In any case, the practice of vetting social media at the US border continues. Indeed, we can expect to see more of it – according to TechCrunch, the number of device searches at the US border has increased four-fold to over 30,200 each year in the last four years, even though the legality of such searches is still under question. The CBP says it doesn’t need a warrant to force travellers to unlock their phones, tablets and laptops for the same reason they don’t need a warrant to search the travellers themselves or their luggage. US courts have yet to definitively rule on that issue.

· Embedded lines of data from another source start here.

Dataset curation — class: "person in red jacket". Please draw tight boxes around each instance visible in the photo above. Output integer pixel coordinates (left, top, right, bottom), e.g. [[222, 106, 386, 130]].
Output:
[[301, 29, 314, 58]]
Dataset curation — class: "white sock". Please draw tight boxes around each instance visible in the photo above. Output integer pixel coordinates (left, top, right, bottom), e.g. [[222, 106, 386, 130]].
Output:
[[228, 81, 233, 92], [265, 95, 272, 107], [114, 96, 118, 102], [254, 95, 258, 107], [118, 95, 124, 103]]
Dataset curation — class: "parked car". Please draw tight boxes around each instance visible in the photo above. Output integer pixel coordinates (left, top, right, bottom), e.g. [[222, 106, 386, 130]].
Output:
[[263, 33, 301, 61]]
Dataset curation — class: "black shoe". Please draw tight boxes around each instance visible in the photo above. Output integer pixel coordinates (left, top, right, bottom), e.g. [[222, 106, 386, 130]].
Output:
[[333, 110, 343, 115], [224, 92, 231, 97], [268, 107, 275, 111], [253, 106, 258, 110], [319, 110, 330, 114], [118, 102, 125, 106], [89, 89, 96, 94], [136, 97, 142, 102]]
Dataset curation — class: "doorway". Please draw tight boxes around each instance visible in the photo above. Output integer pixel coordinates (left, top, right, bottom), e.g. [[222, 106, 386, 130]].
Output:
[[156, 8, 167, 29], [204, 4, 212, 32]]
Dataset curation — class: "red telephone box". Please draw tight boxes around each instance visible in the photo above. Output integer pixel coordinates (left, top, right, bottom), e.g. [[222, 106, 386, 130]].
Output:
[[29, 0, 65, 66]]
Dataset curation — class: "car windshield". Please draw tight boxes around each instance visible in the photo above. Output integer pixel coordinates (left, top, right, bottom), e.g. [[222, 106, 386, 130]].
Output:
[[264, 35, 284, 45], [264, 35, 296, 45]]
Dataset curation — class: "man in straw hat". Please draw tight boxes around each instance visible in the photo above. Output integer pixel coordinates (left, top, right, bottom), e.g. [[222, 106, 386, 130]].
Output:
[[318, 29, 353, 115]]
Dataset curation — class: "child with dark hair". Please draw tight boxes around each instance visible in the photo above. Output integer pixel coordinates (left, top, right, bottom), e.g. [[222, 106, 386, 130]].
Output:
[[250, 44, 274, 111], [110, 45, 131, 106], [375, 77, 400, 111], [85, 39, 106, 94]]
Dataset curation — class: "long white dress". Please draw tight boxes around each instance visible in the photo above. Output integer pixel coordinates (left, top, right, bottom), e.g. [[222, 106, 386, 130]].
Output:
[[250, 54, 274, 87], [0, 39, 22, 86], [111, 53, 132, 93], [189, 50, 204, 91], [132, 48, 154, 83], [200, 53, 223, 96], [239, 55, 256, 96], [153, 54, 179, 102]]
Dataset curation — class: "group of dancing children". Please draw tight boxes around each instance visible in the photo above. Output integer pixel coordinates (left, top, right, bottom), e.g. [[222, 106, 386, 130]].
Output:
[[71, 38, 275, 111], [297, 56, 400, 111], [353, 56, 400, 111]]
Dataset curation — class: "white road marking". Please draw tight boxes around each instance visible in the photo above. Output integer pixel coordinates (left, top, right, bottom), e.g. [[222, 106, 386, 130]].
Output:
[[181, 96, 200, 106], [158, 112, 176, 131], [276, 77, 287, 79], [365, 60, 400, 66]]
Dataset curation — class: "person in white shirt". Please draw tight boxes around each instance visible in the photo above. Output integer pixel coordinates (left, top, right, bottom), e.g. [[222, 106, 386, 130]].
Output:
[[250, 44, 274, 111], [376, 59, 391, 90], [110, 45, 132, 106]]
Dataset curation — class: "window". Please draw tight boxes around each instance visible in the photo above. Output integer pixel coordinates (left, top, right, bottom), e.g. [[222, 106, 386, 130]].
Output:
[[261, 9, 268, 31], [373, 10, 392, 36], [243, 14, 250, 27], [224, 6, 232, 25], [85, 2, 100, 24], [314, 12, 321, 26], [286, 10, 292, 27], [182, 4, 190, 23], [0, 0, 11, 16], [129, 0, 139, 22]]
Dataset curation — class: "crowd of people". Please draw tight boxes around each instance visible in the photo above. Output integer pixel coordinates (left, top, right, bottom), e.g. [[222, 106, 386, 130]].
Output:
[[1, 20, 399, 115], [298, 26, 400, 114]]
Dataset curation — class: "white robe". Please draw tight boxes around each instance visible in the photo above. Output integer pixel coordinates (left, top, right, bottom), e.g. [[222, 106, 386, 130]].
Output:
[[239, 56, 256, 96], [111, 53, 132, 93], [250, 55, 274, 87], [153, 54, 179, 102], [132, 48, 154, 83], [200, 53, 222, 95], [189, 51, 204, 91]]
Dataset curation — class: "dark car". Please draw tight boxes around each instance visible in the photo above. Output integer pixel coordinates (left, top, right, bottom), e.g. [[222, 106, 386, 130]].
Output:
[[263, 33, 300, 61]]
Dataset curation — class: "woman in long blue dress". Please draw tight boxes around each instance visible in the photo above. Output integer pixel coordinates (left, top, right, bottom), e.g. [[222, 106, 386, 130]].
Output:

Meanwhile, in June the Trump administration established rules requiring most US visa applicants to provide all of their social media handles, as well as previously used phone numbers and email addresses over the last five years. So they won’t even need your phone to see what you and your so-called friends are posting online.
Meanwhile in Hong Kong …
This isn’t just a US issue. Earlier this month, the South China Morning Post reported that Chinese border officers at the Shenzhen checkpoints and the West Kowloon high-speed rail terminal were ordering Hong Kong citizens crossing the border to hand over their smartphones to check for evidence that they had either attended recent anti-government protests or had expressed support for them in any way.
China has reportedly been doing this sort of thing for awhile at the border between Kyrgyzstan and Xinjiang, particularly to foreign tourists. In those cases, border guards are taking the extra step of extracting data from smartphones, including emails, text messages and contacts to look for anything incriminating, suspicious or undesirable.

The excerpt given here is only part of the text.